# Python (sufleur-cli)

The pip wrapper around the Sufleur CLI and the Python code it generates.

The `sufleur-cli` package on PyPI wraps the Sufleur CLI for Python projects. It bundles the platform-appropriate Go binary inside the wheel and provides the typed runtime the generated code depends on.

The PyPI listing: [pypi.org/project/sufleur-cli](https://pypi.org/project/sufleur-cli/).

## Install

```bash
uv add --dev sufleur-cli
# or: pip install sufleur-cli
# or: poetry add --group dev sufleur-cli
```

The wheel is built by GoReleaser per platform — installing on macOS arm64 pulls a wheel containing the macOS arm64 binary, on Linux x86\_64 you get the Linux x86\_64 binary, and so on. There's no separate download step at install time.

## Peer dependencies

The generated code imports two libraries; install them in your project:

```bash
uv add chevron pydantic
# or: pip install chevron pydantic
```

`chevron` is the runtime Mustache implementation (chosen for full-spec compliance). `pydantic` powers the output-schema models.

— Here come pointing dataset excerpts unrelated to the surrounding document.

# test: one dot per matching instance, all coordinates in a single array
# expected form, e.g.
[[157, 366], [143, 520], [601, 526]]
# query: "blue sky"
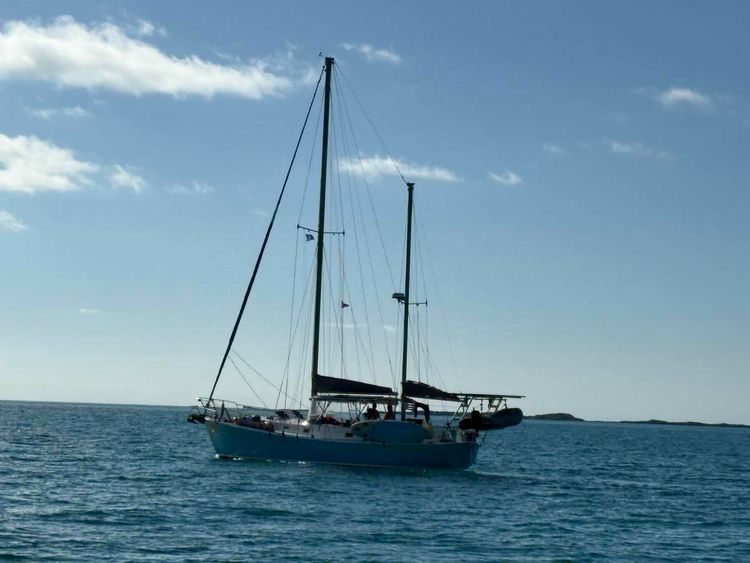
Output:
[[582, 179]]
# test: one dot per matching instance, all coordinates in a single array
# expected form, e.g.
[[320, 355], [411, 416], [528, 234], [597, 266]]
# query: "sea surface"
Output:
[[131, 483]]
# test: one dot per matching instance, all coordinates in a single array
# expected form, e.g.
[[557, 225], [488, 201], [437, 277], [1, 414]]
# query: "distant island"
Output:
[[566, 417]]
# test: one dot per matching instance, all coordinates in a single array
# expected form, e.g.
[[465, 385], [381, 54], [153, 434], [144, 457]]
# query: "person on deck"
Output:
[[372, 412]]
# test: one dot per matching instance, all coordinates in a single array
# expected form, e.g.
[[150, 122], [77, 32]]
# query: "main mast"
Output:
[[321, 228], [404, 355]]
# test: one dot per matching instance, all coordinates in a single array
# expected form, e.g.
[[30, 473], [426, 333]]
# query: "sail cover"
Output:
[[326, 384], [424, 391]]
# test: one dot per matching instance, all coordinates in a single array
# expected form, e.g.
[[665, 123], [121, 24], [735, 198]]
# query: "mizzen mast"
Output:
[[404, 355]]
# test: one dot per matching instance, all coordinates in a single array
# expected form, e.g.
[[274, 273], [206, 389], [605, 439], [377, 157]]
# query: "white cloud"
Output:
[[637, 149], [49, 113], [507, 178], [192, 188], [374, 167], [122, 178], [30, 165], [373, 54], [683, 96], [10, 223], [103, 56], [145, 28], [89, 311]]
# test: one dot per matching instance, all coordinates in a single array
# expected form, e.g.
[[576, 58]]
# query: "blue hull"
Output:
[[231, 440]]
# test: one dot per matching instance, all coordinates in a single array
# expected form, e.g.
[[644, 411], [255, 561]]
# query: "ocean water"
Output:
[[129, 483]]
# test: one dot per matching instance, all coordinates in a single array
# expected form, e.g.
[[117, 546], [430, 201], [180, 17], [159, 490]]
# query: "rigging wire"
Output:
[[375, 129], [242, 375], [265, 242]]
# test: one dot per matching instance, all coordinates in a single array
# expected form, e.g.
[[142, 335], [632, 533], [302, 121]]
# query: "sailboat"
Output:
[[401, 438]]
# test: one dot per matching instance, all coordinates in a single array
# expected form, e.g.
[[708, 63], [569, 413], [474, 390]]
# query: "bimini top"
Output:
[[421, 390], [327, 385]]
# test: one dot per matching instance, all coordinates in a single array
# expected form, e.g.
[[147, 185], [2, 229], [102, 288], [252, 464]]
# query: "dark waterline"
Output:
[[114, 482]]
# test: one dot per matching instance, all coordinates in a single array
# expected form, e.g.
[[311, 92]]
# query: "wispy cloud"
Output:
[[30, 165], [50, 113], [89, 311], [192, 188], [637, 149], [107, 56], [507, 178], [375, 167], [123, 178], [373, 54], [10, 223], [146, 28], [683, 96]]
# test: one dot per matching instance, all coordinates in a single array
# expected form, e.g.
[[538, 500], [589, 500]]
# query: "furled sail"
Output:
[[327, 384], [423, 391]]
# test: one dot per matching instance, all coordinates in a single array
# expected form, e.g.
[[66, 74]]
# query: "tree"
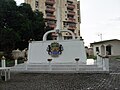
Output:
[[18, 24]]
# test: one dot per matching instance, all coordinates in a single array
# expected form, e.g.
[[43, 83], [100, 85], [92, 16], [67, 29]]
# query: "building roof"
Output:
[[103, 41]]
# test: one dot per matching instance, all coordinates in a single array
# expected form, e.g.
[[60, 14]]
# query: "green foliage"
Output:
[[18, 24]]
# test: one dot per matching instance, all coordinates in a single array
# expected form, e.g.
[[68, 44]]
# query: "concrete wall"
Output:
[[115, 47], [72, 49]]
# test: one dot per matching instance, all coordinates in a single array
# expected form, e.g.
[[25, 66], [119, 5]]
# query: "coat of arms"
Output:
[[55, 49]]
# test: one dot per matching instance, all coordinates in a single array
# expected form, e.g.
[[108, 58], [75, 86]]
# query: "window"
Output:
[[97, 49], [36, 4]]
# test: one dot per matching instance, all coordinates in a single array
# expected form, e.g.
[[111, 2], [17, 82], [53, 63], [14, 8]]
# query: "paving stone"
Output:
[[62, 81]]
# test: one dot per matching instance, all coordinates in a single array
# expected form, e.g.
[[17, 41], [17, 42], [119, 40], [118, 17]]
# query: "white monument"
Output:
[[60, 55]]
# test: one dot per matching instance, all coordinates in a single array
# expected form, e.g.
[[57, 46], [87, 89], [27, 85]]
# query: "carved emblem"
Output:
[[55, 49]]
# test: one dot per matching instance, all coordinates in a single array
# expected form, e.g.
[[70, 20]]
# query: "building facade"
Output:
[[69, 13], [107, 47]]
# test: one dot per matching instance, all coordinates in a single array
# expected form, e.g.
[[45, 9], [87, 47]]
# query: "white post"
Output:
[[50, 68], [3, 61], [106, 64], [77, 64], [15, 61]]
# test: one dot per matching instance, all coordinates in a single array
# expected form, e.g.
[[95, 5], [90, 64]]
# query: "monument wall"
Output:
[[71, 49]]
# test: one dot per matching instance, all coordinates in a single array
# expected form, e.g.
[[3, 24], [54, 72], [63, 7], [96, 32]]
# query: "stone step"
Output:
[[55, 67]]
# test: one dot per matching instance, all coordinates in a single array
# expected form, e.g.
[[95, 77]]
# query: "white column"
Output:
[[3, 61], [15, 61]]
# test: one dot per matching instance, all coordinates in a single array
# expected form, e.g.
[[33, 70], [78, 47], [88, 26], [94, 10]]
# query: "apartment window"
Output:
[[97, 49]]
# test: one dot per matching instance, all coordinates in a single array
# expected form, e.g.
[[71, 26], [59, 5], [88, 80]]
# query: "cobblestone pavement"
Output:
[[69, 81]]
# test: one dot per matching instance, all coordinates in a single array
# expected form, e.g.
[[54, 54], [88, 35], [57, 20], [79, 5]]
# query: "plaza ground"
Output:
[[68, 81]]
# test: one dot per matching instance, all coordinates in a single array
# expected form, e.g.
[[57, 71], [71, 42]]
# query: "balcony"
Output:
[[50, 9], [52, 25], [70, 6], [72, 27], [71, 20], [50, 2], [50, 17], [71, 13]]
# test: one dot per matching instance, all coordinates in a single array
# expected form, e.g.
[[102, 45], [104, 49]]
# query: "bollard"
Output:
[[3, 61], [15, 61], [77, 65], [49, 60]]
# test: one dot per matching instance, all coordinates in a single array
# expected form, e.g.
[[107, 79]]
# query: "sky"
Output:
[[100, 20]]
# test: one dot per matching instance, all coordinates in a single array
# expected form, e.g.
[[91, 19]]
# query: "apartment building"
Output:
[[69, 13]]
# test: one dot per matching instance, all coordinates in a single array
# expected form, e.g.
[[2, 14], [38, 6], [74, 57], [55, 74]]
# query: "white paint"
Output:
[[72, 49]]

Both are intentionally peer deps.

## Running the CLI

The package installs a `sufleur` console script:

```bash
sufleur init
sufleur add @acme/welcome-message
sufleur generate
```

You can also invoke it as a module — useful in venvs where the script shim isn't on `PATH`:

```bash
python -m sufleur_cli generate
```

See the [CLI reference](/docs/cli) for every command and flag.

## What the generated code looks like

`sufleur generate` writes a single file (default: `./generated/prompts.py`) with TypedDicts for inputs, Pydantic `BaseModel`s for outputs, and a typed `get_prompt` factory. Excerpt:

```python title="generated/prompts.py"
from __future__ import annotations
from typing import Any, Literal, TypedDict
import chevron
import json
from pydantic import BaseModel


class _WelcomeMessage_UserPromptInput_User(TypedDict):
    age: int
    """User's age in years"""
    name: str
    """User's name"""


class WelcomeMessage_UserPromptInput(TypedDict):
    isWeatherGood: bool
    user: _WelcomeMessage_UserPromptInput_User


class WelcomeMessageOutput(BaseModel):
    email: str
    id: int
    name: str


PromptName = Literal["@acme/welcome-message"]


def get_prompt(prompt_name: PromptName): ...
```

A few things to note:

1. Nested objects become their own TypedDict (with the `_` prefix marking them as internal). `@doc` annotations land as field docstrings.
2. Output schemas become Pydantic `BaseModel`s — fully validated, with `.model_dump()` and friends available out of the box.
3. The `Literal` type for `PromptName` means your editor autocompletes prompt names.

## Calling a prompt

```python
from generated.prompts import get_prompt

welcome = get_prompt('@acme/welcome-message')

result = welcome.render('userPrompt', {
    'isWeatherGood': True,
    'user': {'name': 'Ada', 'age': 32},
})

# `result['prompt']` is the rendered string.
print(result['prompt'])

# `welcome.metadata` exposes model, temperature, version, and (if set) the raw output_schema.
print(welcome.metadata['version'])  # "1.2.3"
```

If a prompt declares an `outputSchema`, the returned object exposes `parse_output`:

```python
result = welcome.parse_output(llm_response_text)
if result['success']:
    user = result['data']        # typed as WelcomeMessageOutput
    print(user.email)
else:
    print(result['error'])
```

`parse_output` strips a fenced \`\`\`code block if the model wrapped its JSON, then validates against the Pydantic model. The return is always a TypedDict union — no exception path to catch.

## Draft warnings

Pinning to a `draft` version is supported but produces a runtime warning the first time you call the prompt:

```
UserWarning: [sufleur] Prompt "@acme/welcome-message" is a draft version
```

Drafts are mutable in the registry, so they're appropriate for local iteration — not for production.

## Versioning the generated file

Commit `generated/prompts.py` to your repo alongside `sufleur.yaml` and `sufleur-lock.yaml`. The trio is what makes prompt changes reviewable in PRs — reviewers see the new template, the version bump, and the calling code in the same diff.